Ticks are more than just nuisances that invade your pet’s body and cause minor health issues such as rashes. Ticks and fleas are carriers of deadly diseases. Some diseases such as Rocky Mountain fever and Lyme disease can also be passed on to humans. Ticks can also be transmitters of canine ehrlichiosis, anaplasmosis, canine babesiosis, and other serious conditions.
Unfortunately, there are no available vaccines for a lot of these tickborne diseases, which means taking alternative preventive measures absolutely critical.
It’s important to adopt a no-tolerance policy when it comes to preventing tick infestations. For most parts, it’s as easy as applying an effective spot-on solution and scanning your pet’s body for ticks and fleas at regular intervals.
The following are 6 habits to keep your dog protected from ticks.
Scan Your Pet’s Body At Regular Intervals
Even if your pet is on an effective tick medication, it’s important to scan its body from time to time. Effectiveness of tick medications often depends on the type and the quality of administration. For example, dogs have been known to spit out oral tablets, which can render the dose ineffective.
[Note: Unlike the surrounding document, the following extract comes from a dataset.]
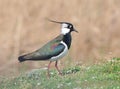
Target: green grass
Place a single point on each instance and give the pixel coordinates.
(103, 76)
When scanning your pet’s body, check the neck, in and around the ears, area surrounding the eyes, around the base of the tail, between the paws, groin and armpit areas. These considered being the tick hotspots.
If you detect a tick, remove the tick using tweezers and kill it by putting it in a jar of alcohol.
Be Regular with the Spot-On Doses
Spot-on treatments from reputed pet care brands are undoubtedly the most effective tick medicine for dogs. However, most of them remain effective for 30 days. Be sure to be on time as missing a dose leaves your dog vulnerable to tick invasion. Remember, all it takes is a bite from a single tick that’s carrying a pathogen for your pet to get sick.
Once your pet gets sick, the preventives won’t help. In fact, it will leave you in a false sense of security, which may cause you to delay treatment.
Get Your Pet Tested for Tick-Borne Disease if You Detect a Tick
This is kind of the extension of the previous section. If you do find a tick on your pet’s body, it’s time to take action. You need to remove the tick and disinfect the area. It’s also highly advisable to take your pet to the vet for a thorough checkup. Vets may suggest specific blood tests to detect tickborne diseases. Vets may also recommend alternative tick medications for your dog to ensure a better preventative barrier and ward off future infestations.
Use a Tick and Flea Collar When Walking Your Dog in Wooded Areas
If you live near a wooded area or you take your dog hiking on a regular basis, it makes sense to buy a tick collar. This adds a layer of protection as many dangerous tick species such as deer ticks and lone star ticks hide in shrubs and foliage.
However, keep in mind that tick collars varied degrees of effectiveness. Choose a brand that’s reputed to provide great protection by reading honest customer reviews.
Don’t Rely on “Herbal” Remedies
The problem with herbal and home remedies is that they do not guarantee a 100% protection against ticks and fleas. There are also plenty of so-called herbal solutions that do nothing other than give you a false sense of security.
Using untested “herbal” remedies can also end up hurting your pet. Some natural essential oils can actually be toxic to your pet and have serious side effects. Just because they are natural and herbal, doesn’t mean they are good for your pet. Poison Ivy is completely natural.
Exterminate the Resident Tick Population In and Around Your Home Regularly
Apart from finding ticks on your pet’s body, you need to ensure your home and yard is completely tick-free. There are plenty of yard sprays that allow you to kill off the resident parasite population.
Ticks usually dwell in shrub and wooded areas, where there is enough foliage and shade. Trim your yard and remove overgrown bushes and weeds as they present a perfect habitat for ticks. You also need to seal off all food sources as it may attract animals such as rodents infested with ticks.
If you don’t want to spray chemical-laden pesticides, buy bags of diatomaceous earth and apply it on your yard.